Search code examples
sasrankproc

Is there a way to name proc rank groups based on values within the group?


So I have multiple continuous variables that I have used proc rank to divide into 10 groups, ie for each observation there is now a "GPA" and a "GRP_GPA" value, ditto for Hmwrk_Hrs and GRP_Hmwrk_Hrs. But for each of the new group columns the values are between 1 - 10. Is there a way to change that value so that rather than 1 for instance it would be 1.2-2.8 if those were the min and max values within the group? I know I can do it by hand using proc format or if then or case in sql but since I have something like 40 different columns that would be very time intensive.


Solution

  • It's not clear from your question if you want to store the min-max values or just format the rank columns with them. My solution below formats the rank column and utilises the ability of SAS to create formats from a dataset. I've obviously only used 1 variable to rank, for your data it will be a simple matter to wrap a macro around the code and run for each of your 40 or so variables. Hope this helps.

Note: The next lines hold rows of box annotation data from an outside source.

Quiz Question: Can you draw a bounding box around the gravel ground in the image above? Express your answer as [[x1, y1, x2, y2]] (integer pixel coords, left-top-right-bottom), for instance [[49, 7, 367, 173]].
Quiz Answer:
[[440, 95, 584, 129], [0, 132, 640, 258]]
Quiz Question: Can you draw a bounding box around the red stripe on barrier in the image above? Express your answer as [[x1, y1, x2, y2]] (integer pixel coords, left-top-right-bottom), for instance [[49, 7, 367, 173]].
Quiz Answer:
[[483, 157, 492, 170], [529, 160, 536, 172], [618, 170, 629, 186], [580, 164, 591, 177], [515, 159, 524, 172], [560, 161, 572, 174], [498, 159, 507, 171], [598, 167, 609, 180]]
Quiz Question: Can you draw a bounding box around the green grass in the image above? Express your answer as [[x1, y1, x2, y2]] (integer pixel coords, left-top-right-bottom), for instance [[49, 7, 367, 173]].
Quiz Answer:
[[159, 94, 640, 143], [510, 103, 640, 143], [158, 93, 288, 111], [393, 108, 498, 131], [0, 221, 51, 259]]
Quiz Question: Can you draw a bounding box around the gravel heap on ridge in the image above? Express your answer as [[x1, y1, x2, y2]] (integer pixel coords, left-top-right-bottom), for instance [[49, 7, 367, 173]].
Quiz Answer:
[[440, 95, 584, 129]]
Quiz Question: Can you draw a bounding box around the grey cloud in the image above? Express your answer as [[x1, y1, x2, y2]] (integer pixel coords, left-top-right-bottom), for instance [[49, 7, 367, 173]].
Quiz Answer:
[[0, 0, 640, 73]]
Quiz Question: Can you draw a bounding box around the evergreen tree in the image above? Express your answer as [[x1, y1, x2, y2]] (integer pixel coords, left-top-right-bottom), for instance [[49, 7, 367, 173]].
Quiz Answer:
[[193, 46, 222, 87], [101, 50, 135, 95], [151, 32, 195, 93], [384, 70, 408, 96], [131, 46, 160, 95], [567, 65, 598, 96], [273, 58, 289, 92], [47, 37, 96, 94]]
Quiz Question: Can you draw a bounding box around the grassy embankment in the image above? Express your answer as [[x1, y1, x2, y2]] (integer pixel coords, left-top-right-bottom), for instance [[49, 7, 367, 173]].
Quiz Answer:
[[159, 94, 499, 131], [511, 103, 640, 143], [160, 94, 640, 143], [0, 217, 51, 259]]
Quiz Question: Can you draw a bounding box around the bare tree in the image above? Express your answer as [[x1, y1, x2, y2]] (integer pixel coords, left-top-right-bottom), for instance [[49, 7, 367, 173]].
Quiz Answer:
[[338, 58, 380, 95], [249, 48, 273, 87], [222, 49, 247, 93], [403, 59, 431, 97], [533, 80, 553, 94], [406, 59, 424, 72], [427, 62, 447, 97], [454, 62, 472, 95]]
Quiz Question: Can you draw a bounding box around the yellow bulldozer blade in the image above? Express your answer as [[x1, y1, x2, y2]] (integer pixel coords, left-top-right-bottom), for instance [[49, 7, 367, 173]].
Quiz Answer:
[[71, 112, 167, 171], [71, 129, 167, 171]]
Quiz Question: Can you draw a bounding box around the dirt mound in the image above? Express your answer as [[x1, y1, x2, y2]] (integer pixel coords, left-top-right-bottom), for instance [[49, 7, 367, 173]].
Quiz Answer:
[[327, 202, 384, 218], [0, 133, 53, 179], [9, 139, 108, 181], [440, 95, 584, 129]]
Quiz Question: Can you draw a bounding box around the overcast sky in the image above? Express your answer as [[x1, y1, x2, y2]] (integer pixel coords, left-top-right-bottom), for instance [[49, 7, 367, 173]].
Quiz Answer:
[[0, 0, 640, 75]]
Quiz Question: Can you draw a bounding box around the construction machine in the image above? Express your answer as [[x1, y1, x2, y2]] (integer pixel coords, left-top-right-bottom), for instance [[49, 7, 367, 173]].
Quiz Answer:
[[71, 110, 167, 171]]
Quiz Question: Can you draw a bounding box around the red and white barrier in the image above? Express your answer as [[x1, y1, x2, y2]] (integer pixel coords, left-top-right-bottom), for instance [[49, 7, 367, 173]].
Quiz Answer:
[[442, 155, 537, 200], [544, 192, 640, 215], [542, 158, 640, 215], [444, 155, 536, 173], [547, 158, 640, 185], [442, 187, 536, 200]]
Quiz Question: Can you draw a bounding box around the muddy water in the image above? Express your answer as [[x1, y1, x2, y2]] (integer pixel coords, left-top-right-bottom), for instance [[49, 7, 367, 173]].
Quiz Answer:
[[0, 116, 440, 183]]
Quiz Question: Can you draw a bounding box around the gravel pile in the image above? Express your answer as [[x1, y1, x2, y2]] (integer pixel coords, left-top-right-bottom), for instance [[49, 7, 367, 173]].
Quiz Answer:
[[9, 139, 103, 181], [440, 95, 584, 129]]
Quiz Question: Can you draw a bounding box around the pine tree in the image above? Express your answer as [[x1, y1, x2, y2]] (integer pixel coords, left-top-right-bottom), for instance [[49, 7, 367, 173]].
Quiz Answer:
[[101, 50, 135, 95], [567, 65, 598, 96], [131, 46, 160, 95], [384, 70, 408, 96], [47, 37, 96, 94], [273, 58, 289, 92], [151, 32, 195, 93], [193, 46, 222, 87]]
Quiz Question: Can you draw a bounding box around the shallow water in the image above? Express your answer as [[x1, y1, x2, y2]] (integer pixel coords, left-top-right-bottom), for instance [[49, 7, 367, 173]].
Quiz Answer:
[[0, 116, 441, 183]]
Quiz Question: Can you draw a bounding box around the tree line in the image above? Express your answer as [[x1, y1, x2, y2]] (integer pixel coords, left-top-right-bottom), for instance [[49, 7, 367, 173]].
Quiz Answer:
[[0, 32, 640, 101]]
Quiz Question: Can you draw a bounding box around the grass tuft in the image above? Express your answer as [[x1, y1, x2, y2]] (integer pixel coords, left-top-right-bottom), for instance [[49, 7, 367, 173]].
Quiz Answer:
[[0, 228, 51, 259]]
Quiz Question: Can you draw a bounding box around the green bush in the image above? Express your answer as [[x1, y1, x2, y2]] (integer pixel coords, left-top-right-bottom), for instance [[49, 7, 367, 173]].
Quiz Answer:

    /* create ranked dataset */
    proc rank data=sashelp.steel groups=10 out=want;
    var steel;
    ranks steel_rank;
    run;
    
    /* calculate minimum and maximum values per rank */
    proc summary data=want nway;
    class steel_rank;
    var steel;
    output out=want_min_max (drop=_:) min= max= / autoname;
    run;
    
    /* create dataset with formatted values */
    data steel_rank_fmt;
    set want_min_max (rename=(steel_rank=start));
    retain fmtname 'stl_fmt' type 'N';
    label=catx('-',steel_min,steel_max);
    run;
    
    /* create format from previous dataset */
    proc format cntlin=steel_rank_fmt;
    run;
    
    /* apply formatted value to rank column */
    proc datasets lib=work nodetails nolist;
    modify want;
    format steel_rank stl_fmt10.;
    quit;